Many Shoppers locations were already in areas where another Loblaw branded grocery store was in place, and Shoppers had for a while been expanding their product offering beyond prescription drugs and cosmetics by offering more varieties of food and drinks.
This is a textbook example of using “economies of scope” where, for example, Loblaw can send one truck to resupply a Shoppers and a nearby Loblaw store instead of having to rely on two trucks if the two companies remained independent. At the same time, Loblaw also merged the Shoppers Optimum rewards program with the President’s Choice Points Rewards program to create a new program called PC Optimum, which has been well received.
A Pure-Play on the Grocery Business
In 2012, the company announced that it was spinning off its real estate holdings and forming a new company that would be in charge of that called Choice Properties REIT. With the spin-off now complete, Loblaw is now a pure-play on Canadian grocery and retail and is divorced from fluctuations in the real estate markets.
Loblaw also purchased the popular Chinese grocery store chain T&T Supermarkets in 2009, which have also been wildly successful for the company and helped it tap into a market that has massive growth potential due to the rising popularity of Chinese food and other Asian-themed dishes in Canada in the past decade.
In recent years, the company is expanding its online presence with its PC Express grocery pickup and delivery service. As of now, customers can order their groceries online and have them delivered to designated pick-up locations (often Loblaw-owned stores).

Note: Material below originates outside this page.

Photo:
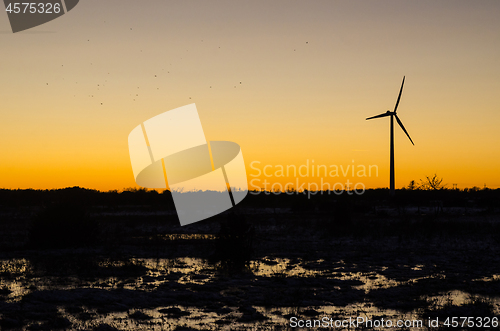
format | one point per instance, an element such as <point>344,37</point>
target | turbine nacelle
<point>393,113</point>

The company is reported attempting to expand their portfolio of PC Express pick-up locations, with the next push being to condominiums in densely populated Canadian cities like Toronto or Mississauga.
What’s Next For Loblaw?
Loblaw remains a good and stable long-term value play on the Canadian consumer retail market. Loblaw’s chain of popular grocery stores will not go away anytime soon. Investors should feel very comfortable holding onto the stock, though it would be a mistake to expect crazy high returns.